Personal privacy advocates (and all lawyers who work in-house) will abhor this idea. I’m not an advocate either, but the idea has First Amendment rights.
According to the Economist, May 15, 2010 at 69, a company that provides remote workers – telecommuters by computer – has “developed tools that let employers check on work being done out of their sight.” The company, oDesk, includes software “that takes a screenshot of a worker’s desktop every hour, combining them to form a ‘work diary.’”
Images of stored screenshots conjured up the idea of a law department that randomly took them and searched them with software that identifies what client the work on the screen covered. Precision would not be necessary with enough random shots and plausible algorithms for determining the likely client group being served.

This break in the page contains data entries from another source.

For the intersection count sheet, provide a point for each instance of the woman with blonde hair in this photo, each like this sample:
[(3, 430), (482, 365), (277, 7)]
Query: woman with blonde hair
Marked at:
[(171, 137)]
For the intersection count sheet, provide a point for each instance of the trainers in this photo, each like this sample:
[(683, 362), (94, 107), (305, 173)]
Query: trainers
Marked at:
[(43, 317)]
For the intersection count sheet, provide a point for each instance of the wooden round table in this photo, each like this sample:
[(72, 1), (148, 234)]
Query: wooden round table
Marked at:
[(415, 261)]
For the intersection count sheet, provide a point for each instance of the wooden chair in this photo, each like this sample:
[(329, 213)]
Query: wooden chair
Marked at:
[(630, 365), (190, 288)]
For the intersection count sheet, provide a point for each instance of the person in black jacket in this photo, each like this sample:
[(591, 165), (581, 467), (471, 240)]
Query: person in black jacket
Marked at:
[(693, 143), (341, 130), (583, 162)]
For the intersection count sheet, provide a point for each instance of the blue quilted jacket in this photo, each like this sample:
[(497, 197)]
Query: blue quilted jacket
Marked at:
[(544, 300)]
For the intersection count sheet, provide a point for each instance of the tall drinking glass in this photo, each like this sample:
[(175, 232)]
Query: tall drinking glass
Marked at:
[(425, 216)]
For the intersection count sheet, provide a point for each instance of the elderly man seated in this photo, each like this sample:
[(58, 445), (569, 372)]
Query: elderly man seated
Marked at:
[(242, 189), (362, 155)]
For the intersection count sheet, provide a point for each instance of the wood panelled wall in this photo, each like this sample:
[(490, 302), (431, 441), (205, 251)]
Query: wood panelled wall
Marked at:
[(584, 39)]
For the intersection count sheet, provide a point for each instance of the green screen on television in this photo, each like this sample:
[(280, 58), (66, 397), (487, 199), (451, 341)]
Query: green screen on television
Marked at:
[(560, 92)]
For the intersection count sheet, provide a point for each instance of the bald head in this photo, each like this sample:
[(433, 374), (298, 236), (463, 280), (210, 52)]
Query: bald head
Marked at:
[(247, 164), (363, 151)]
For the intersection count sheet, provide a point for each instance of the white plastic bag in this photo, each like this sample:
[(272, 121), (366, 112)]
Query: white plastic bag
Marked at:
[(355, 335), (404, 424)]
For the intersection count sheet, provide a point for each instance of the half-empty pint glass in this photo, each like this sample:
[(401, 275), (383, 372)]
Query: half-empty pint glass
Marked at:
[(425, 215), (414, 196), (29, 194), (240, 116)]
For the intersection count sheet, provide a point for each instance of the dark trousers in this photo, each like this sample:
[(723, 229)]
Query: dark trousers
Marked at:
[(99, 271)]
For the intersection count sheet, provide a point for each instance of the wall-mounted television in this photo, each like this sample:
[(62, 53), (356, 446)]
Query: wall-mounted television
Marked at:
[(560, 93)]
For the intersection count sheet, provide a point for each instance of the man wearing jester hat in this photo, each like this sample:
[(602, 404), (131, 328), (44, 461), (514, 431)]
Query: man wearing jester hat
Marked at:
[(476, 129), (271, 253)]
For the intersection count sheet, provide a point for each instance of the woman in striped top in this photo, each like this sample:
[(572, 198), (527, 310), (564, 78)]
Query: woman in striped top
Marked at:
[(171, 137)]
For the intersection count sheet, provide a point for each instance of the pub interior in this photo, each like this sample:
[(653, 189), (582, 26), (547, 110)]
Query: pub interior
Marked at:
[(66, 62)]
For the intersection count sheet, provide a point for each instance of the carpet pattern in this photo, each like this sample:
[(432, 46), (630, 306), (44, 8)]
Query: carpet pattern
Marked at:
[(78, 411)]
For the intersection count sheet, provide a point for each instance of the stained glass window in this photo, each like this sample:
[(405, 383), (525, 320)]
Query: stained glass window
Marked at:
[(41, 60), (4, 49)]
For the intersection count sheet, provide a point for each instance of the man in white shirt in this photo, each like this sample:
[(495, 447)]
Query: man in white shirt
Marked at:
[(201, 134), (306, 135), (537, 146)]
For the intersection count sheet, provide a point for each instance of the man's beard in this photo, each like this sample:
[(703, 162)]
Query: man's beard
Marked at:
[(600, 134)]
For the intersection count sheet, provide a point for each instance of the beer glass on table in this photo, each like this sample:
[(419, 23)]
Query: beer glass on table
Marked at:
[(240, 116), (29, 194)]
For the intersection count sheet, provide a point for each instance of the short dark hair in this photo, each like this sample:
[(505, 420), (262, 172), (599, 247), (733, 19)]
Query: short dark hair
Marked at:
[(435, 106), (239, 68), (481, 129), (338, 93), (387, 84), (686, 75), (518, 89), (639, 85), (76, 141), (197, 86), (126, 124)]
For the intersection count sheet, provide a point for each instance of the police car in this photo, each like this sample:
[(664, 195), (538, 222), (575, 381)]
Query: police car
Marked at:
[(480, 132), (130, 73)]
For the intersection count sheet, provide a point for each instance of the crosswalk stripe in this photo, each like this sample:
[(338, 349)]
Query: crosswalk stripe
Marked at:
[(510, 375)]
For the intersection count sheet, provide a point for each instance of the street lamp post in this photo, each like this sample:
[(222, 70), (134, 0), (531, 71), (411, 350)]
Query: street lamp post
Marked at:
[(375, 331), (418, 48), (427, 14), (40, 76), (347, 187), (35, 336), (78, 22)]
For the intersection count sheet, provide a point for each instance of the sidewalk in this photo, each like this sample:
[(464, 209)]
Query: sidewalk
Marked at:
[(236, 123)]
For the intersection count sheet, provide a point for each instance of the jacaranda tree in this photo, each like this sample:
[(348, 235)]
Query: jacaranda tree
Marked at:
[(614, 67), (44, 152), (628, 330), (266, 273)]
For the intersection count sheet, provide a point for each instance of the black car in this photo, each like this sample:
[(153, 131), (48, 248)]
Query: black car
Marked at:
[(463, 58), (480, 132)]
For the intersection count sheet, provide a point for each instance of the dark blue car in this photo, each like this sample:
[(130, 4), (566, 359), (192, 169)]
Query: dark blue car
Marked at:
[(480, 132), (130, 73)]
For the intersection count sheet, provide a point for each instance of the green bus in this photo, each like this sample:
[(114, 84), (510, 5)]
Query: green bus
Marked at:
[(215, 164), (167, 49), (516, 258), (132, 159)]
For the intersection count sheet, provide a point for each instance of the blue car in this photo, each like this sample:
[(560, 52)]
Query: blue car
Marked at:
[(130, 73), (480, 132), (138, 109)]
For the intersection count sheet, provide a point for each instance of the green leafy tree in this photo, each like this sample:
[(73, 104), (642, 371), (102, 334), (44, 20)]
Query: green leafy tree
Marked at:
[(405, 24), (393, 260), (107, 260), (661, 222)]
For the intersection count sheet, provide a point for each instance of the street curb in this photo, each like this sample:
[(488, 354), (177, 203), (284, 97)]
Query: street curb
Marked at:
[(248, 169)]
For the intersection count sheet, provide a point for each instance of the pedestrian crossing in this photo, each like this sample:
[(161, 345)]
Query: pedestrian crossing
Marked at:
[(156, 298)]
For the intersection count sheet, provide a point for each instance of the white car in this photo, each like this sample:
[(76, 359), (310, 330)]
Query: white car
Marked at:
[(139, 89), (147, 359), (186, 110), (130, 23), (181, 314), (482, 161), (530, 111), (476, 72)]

Documents and email would be relatively easy to match to a specific client group; other screen shots would be ambiguous. With enough samples of screenshots and sophisticated recognition software, there would be no need for time-tracking by the attorneys.
If that were not enough invasiveness, other oDesk software “measures overall time spent using a keyboard and mouse.” Keystroke data might loosely supplement the identification process. If certain words were associated with certain clients, the links would be clearer. This is an idea at once entrepreneurial, ingenious, effective, and egregious – but my guess is that it will not happen until global warming cools (See my post of Feb. 9, 2009: business opportunities discussed on this blog with 12 references and one metapost.).